Mathematical Understanding of Token Limits Inside Context Window¶
- Some providers set separate maximums for input tokens and output tokens.
Let:
- $C = \text{Total context window size}$
- $I = \text{Max allowed input tokens}$
- $O = \text{Max allowed output tokens}$
Then:
$$ I + O \leq C $$
But, depending on provider:
Combined limit (OpenAI): Input + Output ≤ Context window (no independent restrictions). Example: $I + O \leq 128,000$.
Separate limits (Gemini-style): $I \leq I_{max}$ and $O \leq O_{max}$, while still $I + O \leq C$.
Difference between context window and token limit¶
Aspect | Context Window (Total Token Limit) | Specific Token Limits (Input/Output) |
---|---|---|
Definition | The overall size of a model's "working memory," measured in tokens. It includes the user's prompt, any conversation history, system instructions, and the model's generated output. | The maximum number of tokens allocated to a specific part of the interaction, such as the maximum length for the model's response (max_output_tokens). |
Scope | Global constraint on the entire interaction. For a model with a 128k context window, your input and the AI's output must sum to less than 128k tokens. | A finer-grained constraint that operates within the total context window. For example, a model with a 128k context window might have a separate limit of 16k tokens for its generated output. |
Effect on Performance | A larger context window allows the model to analyze longer documents or remember more of a conversation, leading to more coherent and contextually accurate responses. If this limit is exceeded, the model may "forget" older information. | A limited output token count can cause the model to stop generating text abruptly, even if there is more information available. A limited input token count can prevent you from submitting a very long prompt or document at once. |
Trade-offs | Large context windows require exponentially more computational resources, leading to higher costs and slower processing times. They can also suffer from the "murky middle" problem, where important details in long documents are overlooked. | Limiting the number of output tokens is a way to control costs and latency, as generating more text consumes more resources. However, it can compromise the completeness of a response. |
Analogy | Imagine the context window is the total space on a stage for a play. You have to fit all the actors (input) and scenery (output) within that stage. | The output token limit is a specific rule, like "The play can have no more than 10 lines of dialogue from any single character". |
Practical examples¶
- Consider a model with a total context window of 128,000 tokens and a separate maximum output token limit of 16,384 tokens.
Scenario 1: Summarizing a book
- If you submit a 100,000-token book as input, you have 28,000 tokens remaining in the context window (128k - 100k).
- Since your output limit is 16,384 tokens, the model can generate a summary of up to this length.
- The model would not be able to generate a summary longer than 16,384 tokens, even though more space is available in the total context window.

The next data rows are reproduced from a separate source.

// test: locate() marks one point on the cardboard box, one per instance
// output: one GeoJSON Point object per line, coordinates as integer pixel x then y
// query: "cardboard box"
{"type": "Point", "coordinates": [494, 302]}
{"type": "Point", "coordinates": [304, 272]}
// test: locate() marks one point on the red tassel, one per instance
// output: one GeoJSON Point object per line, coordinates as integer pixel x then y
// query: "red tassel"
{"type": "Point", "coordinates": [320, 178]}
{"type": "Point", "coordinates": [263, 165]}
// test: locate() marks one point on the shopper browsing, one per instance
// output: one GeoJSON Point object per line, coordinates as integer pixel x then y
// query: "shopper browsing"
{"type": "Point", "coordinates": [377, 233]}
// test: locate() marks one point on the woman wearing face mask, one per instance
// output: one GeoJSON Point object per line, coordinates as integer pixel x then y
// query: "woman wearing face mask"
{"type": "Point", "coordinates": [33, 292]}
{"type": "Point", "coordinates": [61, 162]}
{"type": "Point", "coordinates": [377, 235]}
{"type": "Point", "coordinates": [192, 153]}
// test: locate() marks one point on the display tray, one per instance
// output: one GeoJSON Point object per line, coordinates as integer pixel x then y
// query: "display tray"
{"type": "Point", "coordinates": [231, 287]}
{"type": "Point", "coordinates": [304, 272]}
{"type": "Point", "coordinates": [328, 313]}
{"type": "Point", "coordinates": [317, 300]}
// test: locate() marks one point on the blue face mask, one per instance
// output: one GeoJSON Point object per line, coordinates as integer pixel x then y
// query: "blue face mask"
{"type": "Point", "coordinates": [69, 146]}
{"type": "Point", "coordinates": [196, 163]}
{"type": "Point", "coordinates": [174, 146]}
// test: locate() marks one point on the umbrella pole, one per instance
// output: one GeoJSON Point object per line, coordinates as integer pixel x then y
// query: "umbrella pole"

Scenario 2: A long conversation
- In an ongoing chat, the conversation history (both your inputs and the model's responses) fills up the context window.
- If the conversation history reaches 120,000 tokens, only 8,000 tokens are left in the context window (128k - 120k).
- The model's next response is still capped by the 16,384-token output limit, but also by the remaining context window space. If the model generates a 5,000-token response, the context window will be 125,000 tokens full.
- If you continue the conversation and exceed the total 128,000-token window, the model will start to "forget" the earliest messages in the chat to make room for new ones.